# Hacking the Instrument Cluster



## e_canuck (May 8, 2008)

Hi Joe.

This is the only document I have on tach's . It was used by GM and dated 95. Your cluster could be a direct descendant. Hopefully.

http://www.national.com/ds/LM/LM1819.pdf

It does have sine and cosine notes on it. I can't read those diagrams but you can. I hope you find it usefull.

I do not plan on hacking the cluster. Good luck.

Take care,

DP


----------



## TX_Dj (Jul 25, 2008)

Wow that's some interesting info! Thanks for posting that, DP. I'm sure it will come in handy for many folks.


----------



## rfengineers (Jun 2, 2008)

Hey DP, Thanks for the information. "Air-Core Meter Driver" is what I needed to research the product.

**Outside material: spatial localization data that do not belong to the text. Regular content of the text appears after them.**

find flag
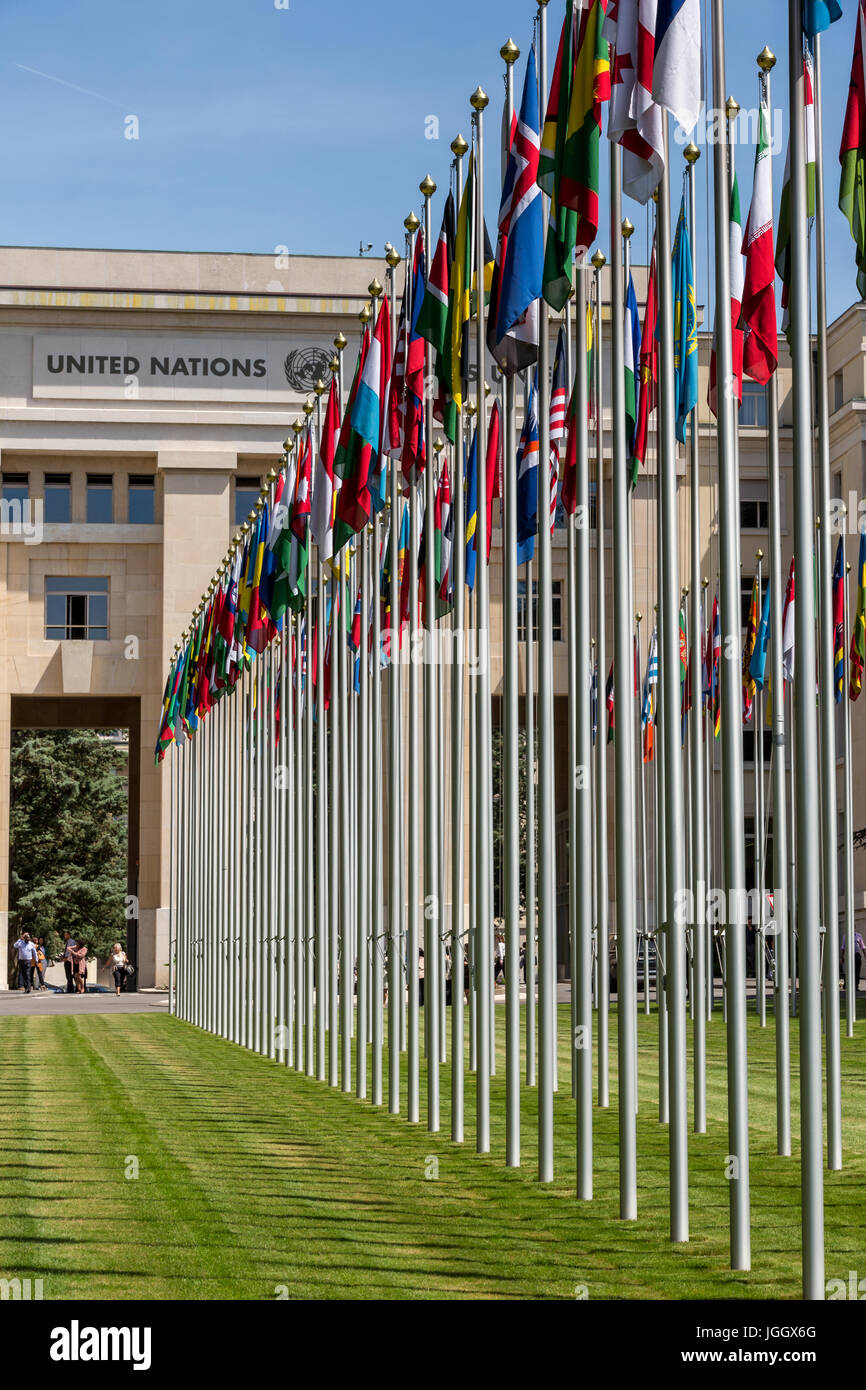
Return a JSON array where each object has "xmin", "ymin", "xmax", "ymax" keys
[
  {"xmin": 624, "ymin": 269, "xmax": 641, "ymax": 481},
  {"xmin": 465, "ymin": 427, "xmax": 480, "ymax": 592},
  {"xmin": 550, "ymin": 326, "xmax": 569, "ymax": 441},
  {"xmin": 333, "ymin": 328, "xmax": 372, "ymax": 551},
  {"xmin": 709, "ymin": 172, "xmax": 744, "ymax": 416},
  {"xmin": 851, "ymin": 530, "xmax": 866, "ymax": 699},
  {"xmin": 839, "ymin": 0, "xmax": 866, "ymax": 299},
  {"xmin": 538, "ymin": 0, "xmax": 611, "ymax": 309},
  {"xmin": 672, "ymin": 195, "xmax": 698, "ymax": 443},
  {"xmin": 591, "ymin": 660, "xmax": 598, "ymax": 746},
  {"xmin": 485, "ymin": 400, "xmax": 501, "ymax": 562},
  {"xmin": 606, "ymin": 660, "xmax": 615, "ymax": 744},
  {"xmin": 311, "ymin": 378, "xmax": 338, "ymax": 563},
  {"xmin": 435, "ymin": 458, "xmax": 453, "ymax": 618},
  {"xmin": 603, "ymin": 0, "xmax": 665, "ymax": 203},
  {"xmin": 549, "ymin": 447, "xmax": 558, "ymax": 536},
  {"xmin": 777, "ymin": 50, "xmax": 816, "ymax": 323},
  {"xmin": 287, "ymin": 428, "xmax": 313, "ymax": 612},
  {"xmin": 417, "ymin": 193, "xmax": 456, "ymax": 436},
  {"xmin": 750, "ymin": 576, "xmax": 771, "ymax": 690},
  {"xmin": 390, "ymin": 230, "xmax": 427, "ymax": 484},
  {"xmin": 641, "ymin": 626, "xmax": 658, "ymax": 762},
  {"xmin": 651, "ymin": 0, "xmax": 702, "ymax": 133},
  {"xmin": 632, "ymin": 242, "xmax": 658, "ymax": 476},
  {"xmin": 782, "ymin": 557, "xmax": 796, "ymax": 683},
  {"xmin": 833, "ymin": 536, "xmax": 846, "ymax": 703},
  {"xmin": 742, "ymin": 572, "xmax": 759, "ymax": 721},
  {"xmin": 488, "ymin": 48, "xmax": 543, "ymax": 375},
  {"xmin": 336, "ymin": 298, "xmax": 391, "ymax": 546},
  {"xmin": 804, "ymin": 1, "xmax": 843, "ymax": 37},
  {"xmin": 742, "ymin": 94, "xmax": 778, "ymax": 384},
  {"xmin": 442, "ymin": 161, "xmax": 474, "ymax": 440},
  {"xmin": 516, "ymin": 376, "xmax": 540, "ymax": 566}
]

The LM1819 is discontinued and I could not find any for sale, BUT this one is available, does everything the LM1819 does plus additional useful functions.

Digi-Key Part #
CS8190ENF16GOS-ND
$4.24 each qty-1

Joe


----------



## madmike (Jul 11, 2008)

What year Cars Make/Model use air core gauges?

Here what I found so far:
CS4122 (Triple Air−Core Gauge Driver with Serial Input Bus)
SA5778 (Serial triple gauge driver)
CS4192 (Single Air-Core Gauge Driver with Serial Input Bus) 
CS8190 (Precision Air−Core Tach/Speedo Driver with Return to Zero, FREQ_Input) (PDIP−16 package!!!)


----------



## rfengineers (Jun 2, 2008)

Now I am trying to track down a stepper motor driver for the odometer. The CS8441 that pairs with the CS8190 seems to be discontinued.


----------



## rfengineers (Jun 2, 2008)

I have successfully breadboarded an air-core meter driver using a CS8190. I can manipulate the readings of all the gauges by adjusting the frequency of a square wave signal from my function generator. Next step is to rig up a hall-effect switch and simulate my Tach signal.

I also breadboarded a stepper motor control using an MC3479. It is running off a pulse stream from the air-core driver. It's moving the odometer along quite nicely.


----------



## e_canuck (May 8, 2008)

DP


----------



## dtbaker (Jan 5, 2008)

I was thinking about whether it would be worth the time to feed some voltage to the fuel tank fuel level sensor to see if I could wire the battery pack voltage right there in my rear battery rack area where the fuel tank wires are to the original fuel gauge without having to even dig around under the dash.... but I already have a new calibrated gauge to install, and messing with that stuff is out of my league.

I WOULD be interested if people have ideas on that for future projects so I could maybe avoid buying the e-gauge, and maybe wiring the motor over-temp wires to the instrument panel warning light?


----------



## rfengineers (Jun 2, 2008)

dtbaker said:


> I was thinking about whether it would be worth the time to feed some voltage to the fuel tank fuel level sensor to see if I could wire the battery pack voltage right there in my rear battery rack area where the fuel tank wires are to the original fuel gauge without having to even dig around under the dash.... but I already have a new calibrated gauge to install, and messing with that stuff is out of my league.
> 
> I WOULD be interested if people have ideas on that for future projects so I could maybe avoid buying the e-gauge, and maybe wiring the motor over-temp wires to the instrument panel warning light?


I'm trying to decide if I should hook up controller or motor temperature to the old temp gauge.


----------



## dtbaker (Jan 5, 2008)

rfengineers said:


> I'm trying to decide if I should hook up controller or motor temperature to the old temp gauge.


--------

I think the over-temp wires on the motor are closed only if the motor overheats, so would be fine with idiot light connection rather than gauge.... 

fuel tank level voltage hooked to my traction batteries would be pretty useful if it gave a reasonably good idea of charge based on voltage. I dunno what that takes to siphon off a voltage reading and calibrate to what the fuel gauge was expecting. I would GUESS it was just some kind of 12v-based deal than could handle some stepped down voltage from the main pack.

d


----------